Eğitimde müfredat değişsin,

Ders kitapları yalan yanlış bilgilerden arındırılsın,

Öğretmenlerin eğitimine ayrıca önem verilsin falan…

Bunların hepsi olsun da…

Yıllardır “sorgulayan, özgür, hayır demesini bilen” nesil yetişsin diye yaygara kopardılar.

Evet, öyle bir nesil yetişti maalesef.

Maalesef diyorum çünkü elimizdeki verilere baktığımız zaman ortaya çıkan tablo vahim.

Sorgulayan nesil neyi sorguluyor? Önce bu sorunun cevabına bakalım.

Sorgulayan nesil, statükoyu değil gelişmişliği sorguluyor.

Batılılaşmayı, batının kölesi olmamızı değil özümüzü, değerlerimizi sorguluyor.

Köyünden, geçmişinden, ana-babasından nefret eden bir nesil dolaşıyor piyasada.

Hayır! Demeyi öğretmişiz yeni nesile.

Ne olmuş sonra?

Ne olacak, anaya hayır, babaya hayır, dostuna, arkadaşına hayır, kardeşine hayır diyen sadece kendisini düşünen, kendisinden başkası umurunda olmayan, bencil, ucube bir nesil oluşmuş.

Sokakta gördüğü bir hayvanın başını okşamayı, ona su, ekmek vermeyi insanlığın tek nişanesi olarak gören ama öte yanda binlerce bebek katledilirken dönüp bakmayan çok tuhaf bir nesil.

Bırakın katledilen bebekleri dert etmeyi, onları katledenlere destek veren firmalardan inadına alışveriş yapan neidüğü belirsiz bir nesil işte.

Özgür bir nesil yetiştirmişiz.

Özgürlüğü fikir anlamında, teslimiyet anlamında değil de başıboşluk olarak algılayan, açılıp saçılmanın, istediği her şeyi yapabilmenin, evini, ailesini, ana babasını kardeşlerini, çoluk çocuğunu ihmal etmeyi özgürlük sanan, daha fazla para harcayarak daha çok özgür olacağını düşünen bir nesil.

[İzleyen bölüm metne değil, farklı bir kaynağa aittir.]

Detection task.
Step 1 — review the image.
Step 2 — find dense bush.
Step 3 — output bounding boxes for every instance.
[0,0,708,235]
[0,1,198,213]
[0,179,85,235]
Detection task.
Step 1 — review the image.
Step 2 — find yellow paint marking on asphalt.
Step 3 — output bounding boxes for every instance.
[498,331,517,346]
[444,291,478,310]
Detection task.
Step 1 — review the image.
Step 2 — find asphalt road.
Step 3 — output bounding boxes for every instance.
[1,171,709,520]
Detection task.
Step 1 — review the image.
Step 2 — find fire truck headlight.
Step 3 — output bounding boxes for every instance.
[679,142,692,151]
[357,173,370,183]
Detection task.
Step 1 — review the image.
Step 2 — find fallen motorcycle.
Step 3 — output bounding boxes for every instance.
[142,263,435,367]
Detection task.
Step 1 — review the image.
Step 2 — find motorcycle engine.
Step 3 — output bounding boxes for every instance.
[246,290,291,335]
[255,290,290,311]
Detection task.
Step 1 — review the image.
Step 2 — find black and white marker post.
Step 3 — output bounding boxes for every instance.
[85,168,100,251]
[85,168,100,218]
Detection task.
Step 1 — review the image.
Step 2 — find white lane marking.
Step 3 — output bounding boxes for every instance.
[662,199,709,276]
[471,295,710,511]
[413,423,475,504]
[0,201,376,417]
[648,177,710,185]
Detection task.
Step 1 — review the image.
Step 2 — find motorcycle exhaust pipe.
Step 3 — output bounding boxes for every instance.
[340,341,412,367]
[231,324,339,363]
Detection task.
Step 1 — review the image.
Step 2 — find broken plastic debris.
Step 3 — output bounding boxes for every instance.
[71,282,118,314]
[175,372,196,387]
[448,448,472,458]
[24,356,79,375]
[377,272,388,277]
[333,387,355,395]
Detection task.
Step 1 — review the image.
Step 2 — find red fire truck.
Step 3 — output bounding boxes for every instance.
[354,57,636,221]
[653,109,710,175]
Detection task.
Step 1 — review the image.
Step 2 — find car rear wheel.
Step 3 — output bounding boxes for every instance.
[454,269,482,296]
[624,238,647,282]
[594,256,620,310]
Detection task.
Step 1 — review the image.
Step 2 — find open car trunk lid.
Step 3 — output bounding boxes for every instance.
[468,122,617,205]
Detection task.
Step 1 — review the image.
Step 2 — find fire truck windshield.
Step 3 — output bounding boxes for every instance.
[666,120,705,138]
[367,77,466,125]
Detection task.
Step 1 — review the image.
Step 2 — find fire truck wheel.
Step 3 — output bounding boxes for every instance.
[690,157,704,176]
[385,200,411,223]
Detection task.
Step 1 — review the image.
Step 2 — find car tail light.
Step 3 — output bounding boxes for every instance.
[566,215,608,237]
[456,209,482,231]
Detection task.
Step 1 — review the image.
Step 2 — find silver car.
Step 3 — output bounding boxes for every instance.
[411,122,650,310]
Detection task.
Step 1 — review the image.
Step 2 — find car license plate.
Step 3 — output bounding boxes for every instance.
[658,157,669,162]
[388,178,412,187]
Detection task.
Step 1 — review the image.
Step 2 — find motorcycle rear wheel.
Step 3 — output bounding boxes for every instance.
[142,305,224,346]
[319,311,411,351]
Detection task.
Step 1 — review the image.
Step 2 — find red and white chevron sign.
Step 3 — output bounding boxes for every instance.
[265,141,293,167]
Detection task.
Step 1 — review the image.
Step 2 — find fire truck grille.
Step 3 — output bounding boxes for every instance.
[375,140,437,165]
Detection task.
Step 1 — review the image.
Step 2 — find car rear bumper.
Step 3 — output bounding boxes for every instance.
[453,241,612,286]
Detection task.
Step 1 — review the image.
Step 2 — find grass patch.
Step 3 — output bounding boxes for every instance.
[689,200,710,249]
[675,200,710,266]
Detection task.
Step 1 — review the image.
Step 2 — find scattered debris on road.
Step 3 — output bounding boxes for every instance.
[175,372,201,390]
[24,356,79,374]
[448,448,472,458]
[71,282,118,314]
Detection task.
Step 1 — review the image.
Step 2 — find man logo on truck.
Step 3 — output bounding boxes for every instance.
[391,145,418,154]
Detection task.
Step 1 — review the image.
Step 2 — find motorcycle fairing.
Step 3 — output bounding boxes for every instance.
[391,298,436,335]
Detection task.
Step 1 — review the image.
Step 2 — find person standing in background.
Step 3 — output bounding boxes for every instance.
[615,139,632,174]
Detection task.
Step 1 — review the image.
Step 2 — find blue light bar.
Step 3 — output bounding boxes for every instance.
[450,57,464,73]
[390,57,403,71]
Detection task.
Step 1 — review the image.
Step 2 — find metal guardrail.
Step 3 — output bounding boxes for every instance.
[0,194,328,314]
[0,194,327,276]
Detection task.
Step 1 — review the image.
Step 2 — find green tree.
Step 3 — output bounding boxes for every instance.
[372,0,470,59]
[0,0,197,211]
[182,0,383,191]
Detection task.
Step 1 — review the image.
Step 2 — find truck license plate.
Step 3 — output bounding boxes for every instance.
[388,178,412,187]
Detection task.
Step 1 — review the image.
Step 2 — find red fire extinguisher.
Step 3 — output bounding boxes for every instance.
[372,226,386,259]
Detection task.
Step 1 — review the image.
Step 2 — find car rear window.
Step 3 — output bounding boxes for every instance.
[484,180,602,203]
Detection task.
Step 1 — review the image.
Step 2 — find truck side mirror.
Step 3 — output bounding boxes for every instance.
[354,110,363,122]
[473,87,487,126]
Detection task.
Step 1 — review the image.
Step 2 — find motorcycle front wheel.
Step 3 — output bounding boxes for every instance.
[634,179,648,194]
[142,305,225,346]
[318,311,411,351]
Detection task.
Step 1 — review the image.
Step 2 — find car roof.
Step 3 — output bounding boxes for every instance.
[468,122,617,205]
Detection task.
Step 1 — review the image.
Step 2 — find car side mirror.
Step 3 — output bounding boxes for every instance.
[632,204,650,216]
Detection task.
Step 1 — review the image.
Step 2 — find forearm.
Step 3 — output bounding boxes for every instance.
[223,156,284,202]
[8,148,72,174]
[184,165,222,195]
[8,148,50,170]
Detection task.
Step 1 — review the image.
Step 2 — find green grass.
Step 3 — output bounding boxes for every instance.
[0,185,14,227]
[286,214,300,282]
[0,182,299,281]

Birlikte çay içtiği arkadaşının hesabını ödemekten kaçınacak kadar bireyselliği, bencilliği ön plana çıkaran bir nesil.

Memleketin hayrına yapılan iyi işlere sevinemeyecek kadar köreltilmiş bir nesil.

Sorgulayan evet ama sadece iyiliği sorgulayan bir nesil.

Memleketin faydasına hiçbir şey yapmayan ideolojileri ve o ideolojilerin temsil ettiği güruhu gözü kapalı destekleyen mankurtlaşmış bir nesil.

Hiçbir şey yapmayan yöneticileri savunurken tek bir örnek bile gösteremeyen, konuşurken ağzını yüzünü şekilden şekle sokan ama yığınlarca hizmeti olanlara dudak büken bir nesil.

Dünyanın öteki ucunda hastalanıyor, devletin imkanlarıyla, özel uçakla evine getiriliyor ve bırakın teşekkür etmeyi, getirenlere hakaret ediyor.

Milletin parasıyla okuyor ama milletine değil elin gavuruna hizmet için yurt dışında çalışmak için sıraya giriyor.

Devleti uçak yapıyor, yapılan uçağa sevineceği yerde dalga geçenlerle bir olup devleti sorguluyor.

Beni bir sen anladın, sen de yanlış anladığın dediği gibi şairin…

Gerçekten sorgulayan, doğruyla yanlışı ayırt eden, sadece kötü niyetli kimselere hayır demesini bilen, teslim olunmazsa özgür olunamayacağını anlayabilen nesil yetiştirmemiz gerekiyor.